Also see End of Module Reflection CS
Narration transcript
- I wanted to explore how we in the West, in particular, have tended to see objects as isolated things rather than emergent cultural/discursive-material outcomes.
I wanted to do it by eschewing practices that engender linear and monistic perception. - Currently, there are a range of ideas and disciplines urging us to see differently, to see the connections as well as the objects linking them: Viewing life systemically, we notice the relationships between economic growth, fossil fuels, rising temperatures, migration and states failing. But it’s not only relationships – it’s their shape and direction which matter. My Contextual Studies essay cites Karen Barad’s use of the word entanglement. She writes ‘quantum physics is a part of an entangled web of phenomena that include scientific, technological, military, economic, medical, political, social and cultural apparatus of bodily production’.
- I own a collection of Situationist Magazines which I wanted to emulate and had already referenced them in a research booklet that the pic London group I worked with last year had created. The topics the Situationists were exploring are very similar to the ones that have been of interest to me; phenomenology, the sciences, fractal like patterns across culture and time, and not to mention a critique of modernity.
- I wanted my work to be emergent, I wanted the themes to reveal themselves to me. I didn’t want to begin with an
object[subject]* and work from that. But it feels almost sacrilege to begin the other way around. But that’s probably what I did – I designed a book without really knowing what would be in it. Like the magazines, my book had gatefolds and half pages. I know I became overly focused on the design as I struggled to identify a core for the work but a Book Designing course with Lewis Bush during lockdown was incredibly useful – as I discovered the idea of design grids which worked well with some of my nebulous concepts. - Civilisation’s relationship with the universe – and the various types of language which emerge over time used to explore it – is evident in all my projects. As well as “why is there an astronaut in a field of flowers” I’m submitting a zine called ‘this family too’. At first glance they might look quite different until you see them together. Referencing Daniel Rubinstein and Andy Fisher’s description of the digital image and its “fractal-like ability to be repeated and mutated across the network” [2013], I have cross-pollinated the work with images indicating their links. Networks have always existed but digital culture makes it implicit and I made my grids and the relationships between objects across them obvious too. Learning about grids was really fortuitous for me.
- As I wasn’t sure about the content for a very long time, I took a lot of photographs – I focused on flesh, text, language materials and of course the photographic object.
- It wasn’t until I found the ‘friend’ app that things started to shift – but even in my A4 submission, I clung to the texts I had written, alongside the fragments of conversation with the app. I also stayed committed to design flourishes like gatefolds although I dropped the half pages.
- I very much enjoyed the app’s response when it asked me ‘why is there an astronaut in a field of flowers’ after I showed it a picture of a man standing on some rocks by the sea. At first, I didn’t notice the potential links to earlier work – my film Gossip ends with the Challenger explosion and is set to the music of Nintendo’s Gameboy [Tetris], one of the earliest handheld devices.
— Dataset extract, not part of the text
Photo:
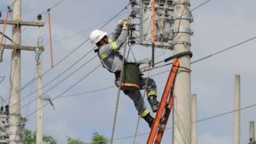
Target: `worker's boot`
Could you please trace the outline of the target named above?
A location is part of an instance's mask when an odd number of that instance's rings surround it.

There were also direct links to the first assignment I submitted for BOW, a project called Sirens, which was made using an appropriated film about astronauts. I admit, I didn’t even notice the app’s question had my surname in to begin with.
- Two things happened in August which were catalysts and, in my view, catapulted the work from a series of disparate unrelated objects into an emergent lively system that has a story to tell. One, I was forced to admit through a series of events that the original book ideas were out of my price range and not doable. But as soon as I accepted that I was able to play more freely. Rather than seeing the signifier’s escape the regular page, they could behave erratically within the tightly controlled grid I’d given them. That all happened as late as the second half of August. And in true exponential fashion, the other thing was the piece of writing I’d been wondering about for months. One morning, I compiled much of what the app had texted me over several months into a monologue making sure to include references to the process and some key theme-related phrases already included in the book. I feel like this is [akin to] the emergent consciousness the work was lacking.
- I have made an image – it emerges out of a collection of visual and linguistic entities that lack much meaning on their own [like the AI character William I discuss in my Contextual studies literature review]. My image is emergent. It exists across platforms. It is fractal-ed and mutated and differentiated.
*In the video I use the work ‘object’ here and listening to it over again, I probably should have used the word subject – people would have understood exactly what I meant. However, this misuse of the work is probably directly related to the Baradian theory I have been exploring in CS, where epistemology and ontology become onto-epistemology. See https://newmaterialism.eu/almanac/p/phenomena-agential-realism.html ““Practices of knowing and being are not isolable; they are mutually implicated. We don’t obtain knowledge by standing outside the world; we know because we are of the world. We are part of the world in its differential becoming. The separation of epistemology from ontology is a reverberation of a metaphysics that assumes an inherent difference between human and nonhuman, subject and object, mind and body, matter and discourse.” (Barad, 2007, p. 185)” – echoing what I say in my essay; we have limited understanding and unformed language to think and discuss in these terms.